We start with the Alto Rhapsody and are presented with an orchestral sound that is direct and forbidding. The stern opening bars are given an extra rawness with timbre of the 'Viennese-style mid-nineteenth-century woodwind' and Brahms's own favourite Waldhörner, just part of the array of instruments Gardiner proudly credits his orchestra with 'ferreting out' in his booklet interview. Nathalie Stutzmann's rich, creamy contralto captures just the right balance of consoling warmth and despair, particularly when she pares down the vibrato to leave an almost ghostly, pale sound. When at 'ist auf deinem Psalter…' she is joined by the men of The Monteverdi Choir, the effect is as magical as I've heard, rounding off a hauntingly beautiful perfomance.
Schubert's 1821 setting of Goethe's 'Gesang der Geister über den Wassern' for male chorus, two violas, two cellos and double bass has to number among his more unusual works. However, it was a poem that he set several times and its spiritual content – typically for Goethe placing man within a mystical reading of nature rather than within any sort of religious framework – inspires the composer to some exquisite writing, exploiting and exploring the textural possibilities of the unusual combination with astonishing freedom.

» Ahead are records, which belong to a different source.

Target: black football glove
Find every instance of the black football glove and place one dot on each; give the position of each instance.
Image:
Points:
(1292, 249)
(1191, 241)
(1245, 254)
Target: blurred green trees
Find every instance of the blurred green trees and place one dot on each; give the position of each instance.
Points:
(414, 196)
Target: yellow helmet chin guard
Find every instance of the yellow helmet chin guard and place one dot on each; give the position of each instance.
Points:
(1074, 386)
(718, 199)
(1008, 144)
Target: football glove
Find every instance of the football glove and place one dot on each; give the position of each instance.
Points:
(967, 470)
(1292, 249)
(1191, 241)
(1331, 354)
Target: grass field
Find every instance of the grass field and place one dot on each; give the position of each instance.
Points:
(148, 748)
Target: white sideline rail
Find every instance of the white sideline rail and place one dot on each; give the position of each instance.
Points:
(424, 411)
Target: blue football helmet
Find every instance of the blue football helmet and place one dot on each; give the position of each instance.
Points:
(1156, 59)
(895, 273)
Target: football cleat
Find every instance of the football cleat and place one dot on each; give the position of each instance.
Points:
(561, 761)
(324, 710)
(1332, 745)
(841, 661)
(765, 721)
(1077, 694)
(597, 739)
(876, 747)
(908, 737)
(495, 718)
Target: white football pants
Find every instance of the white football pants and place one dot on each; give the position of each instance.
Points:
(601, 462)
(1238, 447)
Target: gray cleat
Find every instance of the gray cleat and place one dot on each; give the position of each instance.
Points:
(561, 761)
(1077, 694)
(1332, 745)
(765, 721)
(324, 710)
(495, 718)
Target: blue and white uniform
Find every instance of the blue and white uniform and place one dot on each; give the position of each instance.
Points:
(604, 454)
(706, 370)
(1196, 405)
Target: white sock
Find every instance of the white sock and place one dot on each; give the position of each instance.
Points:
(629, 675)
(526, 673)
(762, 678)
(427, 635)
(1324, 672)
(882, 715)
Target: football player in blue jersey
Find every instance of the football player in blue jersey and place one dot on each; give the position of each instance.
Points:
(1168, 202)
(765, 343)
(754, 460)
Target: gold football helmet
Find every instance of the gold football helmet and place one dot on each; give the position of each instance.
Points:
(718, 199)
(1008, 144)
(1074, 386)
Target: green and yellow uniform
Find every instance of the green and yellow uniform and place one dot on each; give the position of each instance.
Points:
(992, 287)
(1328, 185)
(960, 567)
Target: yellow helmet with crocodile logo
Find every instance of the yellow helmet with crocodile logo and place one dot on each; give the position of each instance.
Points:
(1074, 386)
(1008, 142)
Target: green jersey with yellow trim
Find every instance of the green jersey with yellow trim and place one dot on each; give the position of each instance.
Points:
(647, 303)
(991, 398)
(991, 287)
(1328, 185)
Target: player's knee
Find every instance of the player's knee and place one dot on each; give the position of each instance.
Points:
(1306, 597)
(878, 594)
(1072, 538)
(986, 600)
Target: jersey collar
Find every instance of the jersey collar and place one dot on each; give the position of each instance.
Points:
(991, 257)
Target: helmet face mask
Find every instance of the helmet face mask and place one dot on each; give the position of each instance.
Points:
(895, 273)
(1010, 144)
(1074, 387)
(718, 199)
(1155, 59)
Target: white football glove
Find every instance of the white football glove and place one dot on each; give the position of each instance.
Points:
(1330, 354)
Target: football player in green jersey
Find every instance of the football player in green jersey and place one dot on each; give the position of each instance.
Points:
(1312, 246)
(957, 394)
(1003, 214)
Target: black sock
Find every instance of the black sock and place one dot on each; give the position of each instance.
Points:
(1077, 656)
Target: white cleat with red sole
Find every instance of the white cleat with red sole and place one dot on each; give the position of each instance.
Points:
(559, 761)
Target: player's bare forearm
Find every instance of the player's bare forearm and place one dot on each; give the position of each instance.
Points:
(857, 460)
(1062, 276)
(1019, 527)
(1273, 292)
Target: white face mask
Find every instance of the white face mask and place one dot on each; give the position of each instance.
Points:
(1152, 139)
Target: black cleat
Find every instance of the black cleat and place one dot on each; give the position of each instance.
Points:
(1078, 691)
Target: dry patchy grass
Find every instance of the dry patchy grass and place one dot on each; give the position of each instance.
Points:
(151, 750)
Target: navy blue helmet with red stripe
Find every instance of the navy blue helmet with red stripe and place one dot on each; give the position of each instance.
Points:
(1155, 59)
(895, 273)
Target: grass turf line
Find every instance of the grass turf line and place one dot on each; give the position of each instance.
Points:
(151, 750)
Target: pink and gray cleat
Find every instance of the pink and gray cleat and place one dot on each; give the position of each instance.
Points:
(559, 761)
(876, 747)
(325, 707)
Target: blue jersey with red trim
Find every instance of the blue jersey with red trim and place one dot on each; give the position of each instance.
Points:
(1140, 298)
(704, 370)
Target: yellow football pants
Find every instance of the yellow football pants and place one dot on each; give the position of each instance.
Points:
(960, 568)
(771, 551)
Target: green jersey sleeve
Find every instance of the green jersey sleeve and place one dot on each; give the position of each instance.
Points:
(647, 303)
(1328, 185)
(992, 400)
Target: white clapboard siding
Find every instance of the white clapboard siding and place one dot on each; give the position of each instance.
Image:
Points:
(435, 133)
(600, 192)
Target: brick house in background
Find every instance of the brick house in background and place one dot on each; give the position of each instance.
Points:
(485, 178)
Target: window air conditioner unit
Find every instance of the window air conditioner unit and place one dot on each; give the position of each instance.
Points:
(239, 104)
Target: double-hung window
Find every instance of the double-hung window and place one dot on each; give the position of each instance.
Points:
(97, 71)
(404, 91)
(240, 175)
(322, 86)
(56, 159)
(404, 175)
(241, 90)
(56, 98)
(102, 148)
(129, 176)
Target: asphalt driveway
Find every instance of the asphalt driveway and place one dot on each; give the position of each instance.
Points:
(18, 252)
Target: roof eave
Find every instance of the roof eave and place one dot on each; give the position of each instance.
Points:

Again, the men of the Monteverdi Choir are in good voice, responsive and clear with the text. If anything, they're even finer in the two songs that follow. Both make a lot of sense being sung by chorus and are transformed into irresistible, high-spirited romps. The passionate cry of 'Ewigkeit' in 'Gruppe aus dem Tartarus' gains immeasurably in its power, while it's difficult not to get swept along with the momentum and camaraderie of 'An Schwager Kronos', particular as the fanfares are introduced at 'Töne, Schwager, ins Horn'.
Gardiner's way with the symphony itself is very much along the lines of the approach he outlines himself in the booklet, where he talks of 'that elusive "expansive elasticity"', and ridding the works of 'a false antique patina'. As such, the opening Allegro non troppo might strike one as rather relaxed, at first. However, Gardiner's elasticity makes for a fluid pulse that keeps drama and passion in reserve, unleashing it when necessary. This he does, for example, in the development section, which starts at a leisurely pace but builds into a series of powerful climaxes. The result is lyrical and invigorating; he indeed succeeds in making one hear the symphony afresh but manages to do so without any obvious-sounding attempt to do so.
Of course, matters are helped by the unveneered sound of the Orchestre Révolutionnaire et Romantique. They can produce a warm, romantic sound when required but not constantly so. Textures, then, are light and airy, and the gentle sound of the woodwind and the ever-so-slightly rugged horns are a constant source of pleasure; no less so the sparing use of vibrato and the occasional delicious portamento in the strings.
One might expect, in the tradition of 'period' performance, Gardiner to push hard in some movements, in the Allegro con spirito perhaps, yet while it's an invigorating ride, it never sounds hard-pushed. In fact, the whole performance is informed by a rare musical wisdom, and tempos are judged and moderated unerringly.
Authenticity remains an obstinately chimerical and claims and counterclaims could be made for Gardiner's approach. What is beyond doubt, though, is that his Brahms replaces routine monumentality with warmth, humanity and vitality. As such, it is self-recommending.